C’est un Olympia plein à craquer et déjà conquis qui a accueilli hier soir la grande dame de l’humour français, Anne Roumanoff. Venue présenter son tout nouveau spectacle, judicieusement intitulé L’Expérience de vie, l’humoriste a prouvé qu’elle n’a rien perdu de sa verve. Ce soir, c’est le public du Théâtre Capitole de Québec qui aura la chance de vibrer au rythme de sa performance.
Une entrée en matière désarmante et attachante
Dès les premières secondes, Anne Roumanoff crée un lien de proximité unique avec la salle. On la découvre profondément attachante, maniant l’autodérision avec une efficacité redoutable. Elle ouvre le bal en abordant de front sa propre taille et, surtout, les malaises savoureux des gens qui tentent, de façon plus ou moins subtile, de lui faire remarquer son surpoids. En désarmant ainsi le public par son authenticité, elle installe une complicité immédiate.
Un sérieux éditorial sur la déshumanisation technologique
Derrière les éclats de rire, le spectacle se révèle être un véritable et sérieux éditorial sur ce que la nature humaine est devenue, particulièrement sous le joug d’une technologie qui nous échappe. Roumanoff pose un regard d’une perspicacité féroce sur notre quotidien robotisé : ces maudits scanners d’épicerie qui ne font pas leur boulot, ce personnel de moins en moins vaillant, ou encore le parcours du combattant au bureau de poste.
Qui ne s’est pas étouffé de rire (et de vérité) en la voyant mimer la frustration de devoir taper une longue adresse sur un écran tactile dont les touches ne répondent pas ?
La modernité en prend pour son grade, jusque dans nos assiettes. L’humoriste égratigne avec bonheur les tendances alimentaires actuelles, le sans-gluten, le sans-lactose, le sans-ceci-sans-cela, pour aboutir à la description de plats devenus carrément immangeables à force d’être épurés.
Regard lucide sur le fracas politique
L’état du monde, c’est aussi sa politique. Roumanoff ne recule devant rien et porte un regard d’une lucidité tranchante sur l’actualité internationale. Elle égrène les travers du gouvernement Macron en France, s’insurge contre les incongruités des guerres actuelles et tourne en dérision les promesses de Donald Trump. Le tour de force réside dans sa capacité à traduire ces sujets lourds et anxiogènes dans un humour assez exceptionnel, qui désamorce la tension sans enlever la pertinence du propos.

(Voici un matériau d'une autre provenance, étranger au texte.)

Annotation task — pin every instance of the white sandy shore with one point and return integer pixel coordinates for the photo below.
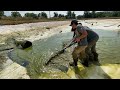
(106, 24)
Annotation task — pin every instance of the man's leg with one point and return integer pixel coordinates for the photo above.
(84, 58)
(93, 50)
(75, 54)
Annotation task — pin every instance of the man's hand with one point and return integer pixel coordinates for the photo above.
(76, 40)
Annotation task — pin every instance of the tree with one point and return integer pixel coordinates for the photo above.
(32, 15)
(73, 15)
(93, 14)
(87, 14)
(60, 15)
(15, 14)
(79, 16)
(39, 15)
(69, 15)
(55, 14)
(43, 15)
(1, 14)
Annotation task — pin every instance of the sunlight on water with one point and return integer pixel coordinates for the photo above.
(108, 48)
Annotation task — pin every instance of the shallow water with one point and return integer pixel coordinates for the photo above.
(108, 48)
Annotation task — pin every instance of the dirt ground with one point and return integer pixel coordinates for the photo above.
(35, 31)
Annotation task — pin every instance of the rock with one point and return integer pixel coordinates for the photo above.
(118, 25)
(14, 71)
(60, 32)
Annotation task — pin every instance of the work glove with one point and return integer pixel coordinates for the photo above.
(76, 40)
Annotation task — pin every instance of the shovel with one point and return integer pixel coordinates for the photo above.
(60, 52)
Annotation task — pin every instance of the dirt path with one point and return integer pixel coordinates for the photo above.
(36, 31)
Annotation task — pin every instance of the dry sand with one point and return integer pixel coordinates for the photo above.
(35, 31)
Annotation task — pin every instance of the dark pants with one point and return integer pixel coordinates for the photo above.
(91, 54)
(91, 50)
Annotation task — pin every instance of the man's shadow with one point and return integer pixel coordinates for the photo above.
(91, 72)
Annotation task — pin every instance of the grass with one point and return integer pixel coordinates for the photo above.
(15, 21)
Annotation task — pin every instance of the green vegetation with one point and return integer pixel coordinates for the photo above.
(17, 18)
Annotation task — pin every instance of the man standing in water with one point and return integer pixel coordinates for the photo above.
(80, 36)
(92, 38)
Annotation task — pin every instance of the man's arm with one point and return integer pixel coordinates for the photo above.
(83, 33)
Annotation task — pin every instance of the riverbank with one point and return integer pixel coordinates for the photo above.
(36, 31)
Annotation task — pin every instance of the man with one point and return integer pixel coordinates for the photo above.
(80, 36)
(22, 44)
(92, 38)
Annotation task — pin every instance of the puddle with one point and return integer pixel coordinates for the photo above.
(34, 58)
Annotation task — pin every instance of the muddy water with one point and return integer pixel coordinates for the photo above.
(34, 58)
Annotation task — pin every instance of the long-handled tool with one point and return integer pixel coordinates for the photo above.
(60, 52)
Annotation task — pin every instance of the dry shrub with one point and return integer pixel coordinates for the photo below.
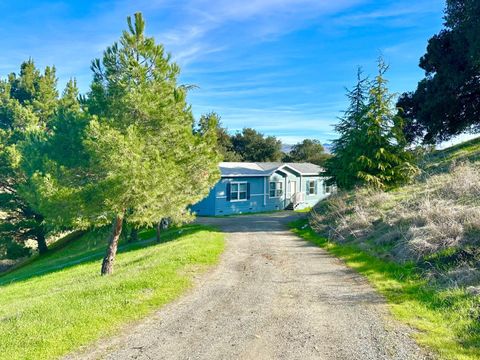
(343, 217)
(461, 184)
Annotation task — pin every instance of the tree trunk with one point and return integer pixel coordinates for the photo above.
(42, 243)
(133, 235)
(108, 260)
(162, 224)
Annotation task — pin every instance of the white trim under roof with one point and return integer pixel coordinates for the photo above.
(253, 169)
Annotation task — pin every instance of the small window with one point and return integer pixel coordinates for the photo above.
(238, 191)
(311, 188)
(276, 189)
(328, 189)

On note toutefois une légère nuance culturelle lors de son passage sur les questions de société : ses segments sur le racisme ou l’usage de certains mots comme « les blacks » résonnent différemment ici. Au Québec, notre rapport à la diversité semble teinté d’une plus grande tolérance, ou du moins d’une fluidité différente, faisant en sorte que ces termes ne portent pas la même charge d’inquiétude ou de tension qu’en France.
Une machine à paroles indomptable
Sur scène, Roumanoff est une véritable machine à paroles qui ne s’arrête que le temps de quelques fermetures de lumières durant le spectacle. Ces courts instants de noirceur deviennent alors vitaux : le temps pour elle de reprendre son souffle… et pour nous aussi, tant le rythme est effréné.

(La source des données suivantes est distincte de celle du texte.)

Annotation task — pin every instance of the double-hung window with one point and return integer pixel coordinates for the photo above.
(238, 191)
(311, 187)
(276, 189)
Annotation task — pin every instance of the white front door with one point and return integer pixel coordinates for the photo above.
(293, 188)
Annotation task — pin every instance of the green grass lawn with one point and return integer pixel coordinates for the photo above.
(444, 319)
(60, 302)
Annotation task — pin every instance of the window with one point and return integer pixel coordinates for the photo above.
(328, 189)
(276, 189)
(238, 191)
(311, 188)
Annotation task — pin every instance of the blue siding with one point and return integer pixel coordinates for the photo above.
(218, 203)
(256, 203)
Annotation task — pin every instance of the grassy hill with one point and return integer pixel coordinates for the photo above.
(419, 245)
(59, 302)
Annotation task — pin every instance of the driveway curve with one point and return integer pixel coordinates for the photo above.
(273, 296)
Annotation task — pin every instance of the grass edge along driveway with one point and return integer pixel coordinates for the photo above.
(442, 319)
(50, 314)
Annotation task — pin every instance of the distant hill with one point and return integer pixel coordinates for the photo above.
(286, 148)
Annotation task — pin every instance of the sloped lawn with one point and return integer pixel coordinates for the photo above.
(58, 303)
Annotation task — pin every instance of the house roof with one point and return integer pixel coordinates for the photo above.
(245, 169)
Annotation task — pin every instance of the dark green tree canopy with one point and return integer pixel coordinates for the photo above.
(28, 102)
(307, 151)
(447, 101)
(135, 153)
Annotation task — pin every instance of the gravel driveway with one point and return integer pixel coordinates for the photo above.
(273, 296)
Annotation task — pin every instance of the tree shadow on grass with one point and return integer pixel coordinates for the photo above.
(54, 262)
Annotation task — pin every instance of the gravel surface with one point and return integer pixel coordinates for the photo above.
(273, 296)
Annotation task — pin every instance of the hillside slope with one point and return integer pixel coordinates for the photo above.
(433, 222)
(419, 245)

Mieux vaut en rire qu’en pleurer
Déchéance sociale, passage abrupt à un autre siècle… Ce témoignage lucide sur notre époque bousculée réussit à nous convaincre d’une chose essentielle : face à ce monde qui se découd, il vaut définitivement mieux en rire qu’en pleurer. Car, comme l’a si bien conclu l’humoriste en fin de parcours, la vie reste belle, malgré tout ce fracas.
Avis aux spectateurs de la Vieille Capitale : si vous êtes au Théâtre Capitole de Québec ce soir, préparez-vous à un grand moment de lucidité joyeuse.